Thank you so much, Diane. The limo story is now posted ... just in case you have not had a chance to read it yet.



TLR said:


> Two very beautiful ladies!!


Thank you, Tracey!



Maglily said:


> I love these pics Marie. I don't know when I've enjoyed someone else's weekend so much!


Oh, thank you so much, Brenda!



Furbabies mom said:


> Lovely lovely ladies!!


Thank you, Deborah!



aprilb said:


> Beautiful pics of two beautiful ladies on the outside and the INSIDE!!!:wub::wub:


Thank you so much, April!



sassy's mommy said:


> Two beautiful, classy ladies. Love your pictures.


Thank you, Pat!



Crystal&Zoe said:


> Just beautiful. Both of you are just so beautiful. Inner beauty and outer beauty combined. Can't get a better combo.


Crystal, thank you so much!



Sylie said:


> I second what Sandi said. :wub::wub::wub::wub::wub:


Thank you sweet, sweet Sylvia!


----------



## Snowball Pie's Mommi (Oct 16, 2008)

Maisie and Me said:


> Marie, I am so glad Kerry came to be with you. You are both wonderful, kind and generous people, what better mix for a friendship:wub::wub:.You both look fabulous in the pics:chili::chili:. Ashley and her boyfriend look adorable together and in your limo post there are 2 pics of you and Ashley beside one another and the resemblance is striking!!!!
> There is nothing like spending time with a great friend.


Thank you, Michelle. As for Ashley, although I am her grandmother ... often people who didn't know us, thought she was my daughter. Justin is Ashley's first boyfriend ... and, I am not surprised that she chose someone who has a sweet personality like she does. Justin was a true gentleman and so nice when he visited.



revakb2 said:


> What lovely pictures. It's so nice you were able to get together.


Thank you, Reva!



pammy4501 said:


> You are two gorgeous gals!! So glad you had a get together!! Love you both!
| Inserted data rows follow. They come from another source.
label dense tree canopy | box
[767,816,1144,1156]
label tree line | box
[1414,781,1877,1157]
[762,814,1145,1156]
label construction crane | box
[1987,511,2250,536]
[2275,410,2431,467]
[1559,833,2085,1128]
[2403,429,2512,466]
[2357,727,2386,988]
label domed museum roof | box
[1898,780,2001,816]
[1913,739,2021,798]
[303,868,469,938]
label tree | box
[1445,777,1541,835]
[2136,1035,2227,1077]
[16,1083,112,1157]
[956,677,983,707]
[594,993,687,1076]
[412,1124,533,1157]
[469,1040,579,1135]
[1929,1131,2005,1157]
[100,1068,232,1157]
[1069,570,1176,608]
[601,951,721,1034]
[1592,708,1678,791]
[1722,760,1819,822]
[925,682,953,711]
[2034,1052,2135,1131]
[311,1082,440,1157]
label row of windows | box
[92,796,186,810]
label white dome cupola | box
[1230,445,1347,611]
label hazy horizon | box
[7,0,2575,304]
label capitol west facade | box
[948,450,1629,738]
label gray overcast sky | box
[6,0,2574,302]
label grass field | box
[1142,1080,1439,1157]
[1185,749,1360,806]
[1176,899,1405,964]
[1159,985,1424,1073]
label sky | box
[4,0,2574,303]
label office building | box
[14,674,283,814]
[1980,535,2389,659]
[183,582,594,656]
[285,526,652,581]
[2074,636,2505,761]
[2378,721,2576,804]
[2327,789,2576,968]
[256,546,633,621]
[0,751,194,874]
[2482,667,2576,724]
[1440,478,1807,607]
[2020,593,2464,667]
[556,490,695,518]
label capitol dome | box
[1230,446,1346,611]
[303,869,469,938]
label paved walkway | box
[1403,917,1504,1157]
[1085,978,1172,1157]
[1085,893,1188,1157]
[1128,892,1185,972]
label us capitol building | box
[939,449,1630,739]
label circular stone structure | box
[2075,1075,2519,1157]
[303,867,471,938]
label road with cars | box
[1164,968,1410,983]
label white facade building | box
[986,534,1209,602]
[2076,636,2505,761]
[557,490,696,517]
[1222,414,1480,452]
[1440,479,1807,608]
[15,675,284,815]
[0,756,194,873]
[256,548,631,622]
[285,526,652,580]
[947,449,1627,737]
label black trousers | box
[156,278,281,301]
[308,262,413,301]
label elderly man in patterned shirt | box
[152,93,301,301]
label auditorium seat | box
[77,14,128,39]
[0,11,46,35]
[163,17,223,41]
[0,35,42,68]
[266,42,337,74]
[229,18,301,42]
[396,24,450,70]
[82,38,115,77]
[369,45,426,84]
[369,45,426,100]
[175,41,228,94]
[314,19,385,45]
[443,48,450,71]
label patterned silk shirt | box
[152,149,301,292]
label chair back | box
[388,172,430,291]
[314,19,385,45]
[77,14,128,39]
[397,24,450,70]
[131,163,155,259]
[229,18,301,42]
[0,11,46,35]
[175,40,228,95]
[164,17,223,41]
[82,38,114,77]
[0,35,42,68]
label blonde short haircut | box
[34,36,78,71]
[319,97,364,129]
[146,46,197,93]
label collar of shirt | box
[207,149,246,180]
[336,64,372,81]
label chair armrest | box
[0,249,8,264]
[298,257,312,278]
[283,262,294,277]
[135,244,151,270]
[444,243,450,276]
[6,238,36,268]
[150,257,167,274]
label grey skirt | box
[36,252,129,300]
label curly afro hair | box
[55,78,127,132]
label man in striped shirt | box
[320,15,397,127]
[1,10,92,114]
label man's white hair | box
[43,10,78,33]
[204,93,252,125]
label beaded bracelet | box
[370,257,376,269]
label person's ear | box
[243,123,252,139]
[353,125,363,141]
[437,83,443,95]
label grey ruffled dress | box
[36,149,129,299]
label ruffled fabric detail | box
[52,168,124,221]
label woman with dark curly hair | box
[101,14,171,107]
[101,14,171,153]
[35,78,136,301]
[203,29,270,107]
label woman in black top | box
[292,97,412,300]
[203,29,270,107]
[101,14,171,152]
Awww ... thank you, Pam! Pam, when Kerry and I lit the candle to honor the SM babies who are at the Rainbow Bridge and in Heaven ... we said a prayer for your Lola. Love you, too!



Lacie's Mom said:


> Such beautiful pictures of 2 beautiful ladies -- both inside and out. I'm honored to call both of you my friend.


Thank you so much, Lynn. I forgot to mention when you called me ... that Kerry and I lit the first candle together in honor for all the angel Malt's who are waitng for their loved one's at the Rainbow Bridge and in Heaven.


----------